If we take the same data on the frequency of deployments and make a diagram of the dependence on the number of users, it is clear that we can increase the frequency of releases, even if we have more people.
At the beginning of the article, I mentioned the book "Factfulness" (which inspired our technical director). The transition to Kubernetes has become for our developers the most significant and rapid convergence of technology. We are moving in small steps, and it's easy not to notice how things have changed for the better. It is good that we have data, and they show that we have achieved the desired - our people are engaged in their product and make important decisions in their own field.
Previously, we have been so good.
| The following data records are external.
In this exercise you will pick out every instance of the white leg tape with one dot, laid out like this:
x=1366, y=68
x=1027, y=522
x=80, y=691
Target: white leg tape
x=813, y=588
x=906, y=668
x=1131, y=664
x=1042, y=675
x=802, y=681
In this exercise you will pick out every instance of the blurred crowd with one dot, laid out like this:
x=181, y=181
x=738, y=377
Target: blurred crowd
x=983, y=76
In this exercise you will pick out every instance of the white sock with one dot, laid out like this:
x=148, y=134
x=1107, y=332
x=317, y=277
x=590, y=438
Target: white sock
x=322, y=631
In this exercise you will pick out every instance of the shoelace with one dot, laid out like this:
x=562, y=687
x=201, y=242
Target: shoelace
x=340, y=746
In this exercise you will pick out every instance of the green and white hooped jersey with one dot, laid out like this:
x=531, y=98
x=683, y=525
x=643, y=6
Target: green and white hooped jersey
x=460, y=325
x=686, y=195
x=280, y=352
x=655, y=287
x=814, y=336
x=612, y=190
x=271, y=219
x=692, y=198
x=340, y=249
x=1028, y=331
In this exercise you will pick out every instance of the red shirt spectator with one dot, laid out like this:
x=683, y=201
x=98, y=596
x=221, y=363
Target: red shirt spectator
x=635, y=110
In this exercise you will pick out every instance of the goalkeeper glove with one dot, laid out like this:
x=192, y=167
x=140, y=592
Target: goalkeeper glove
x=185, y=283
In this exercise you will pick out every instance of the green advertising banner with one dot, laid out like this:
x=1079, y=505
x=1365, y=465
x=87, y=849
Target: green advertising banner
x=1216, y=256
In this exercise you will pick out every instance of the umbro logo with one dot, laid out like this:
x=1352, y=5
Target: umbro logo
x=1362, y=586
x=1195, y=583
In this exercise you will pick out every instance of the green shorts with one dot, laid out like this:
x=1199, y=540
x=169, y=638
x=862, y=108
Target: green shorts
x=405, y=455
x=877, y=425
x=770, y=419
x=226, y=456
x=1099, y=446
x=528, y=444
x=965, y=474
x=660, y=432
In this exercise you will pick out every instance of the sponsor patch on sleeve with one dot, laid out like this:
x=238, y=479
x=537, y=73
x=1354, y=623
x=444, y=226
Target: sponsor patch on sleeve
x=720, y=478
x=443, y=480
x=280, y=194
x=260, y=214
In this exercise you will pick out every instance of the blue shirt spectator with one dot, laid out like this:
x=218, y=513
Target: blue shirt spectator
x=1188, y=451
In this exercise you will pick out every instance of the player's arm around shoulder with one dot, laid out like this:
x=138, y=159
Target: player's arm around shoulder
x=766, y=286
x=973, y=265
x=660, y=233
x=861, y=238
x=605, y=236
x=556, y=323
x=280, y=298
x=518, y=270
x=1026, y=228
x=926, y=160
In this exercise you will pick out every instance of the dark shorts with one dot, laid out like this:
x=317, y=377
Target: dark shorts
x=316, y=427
We had microservices, AWS, well-established product teams, developers responsible for their production services, loosely coupled teams and architecture. I talked about this in the report "Our Age of Enlightenment" ("Our Age of Enlightenment") at a conference in 2012. But there is no limit to perfection.
At the end I want to quote another book - Scale . I started it recently, and there is an interesting fragment about energy consumption in complex systems:
To maintain order and structure in a developing system, a constant flow of energy is needed, and it creates confusion. Therefore, to maintain life, we must eat all the time to defeat the inevitable entropy.
We are fighting entropy, supplying more energy for growth, innovation, maintenance and repair, which is becoming more difficult as the system ages, and this battle lies at the heart of any serious discussion about aging, mortality, sustainability and self-sufficiency of any systems, whether it is a living organism. , company or society.
I think you can add IT systems here. I hope our last efforts will keep entropy for a little while.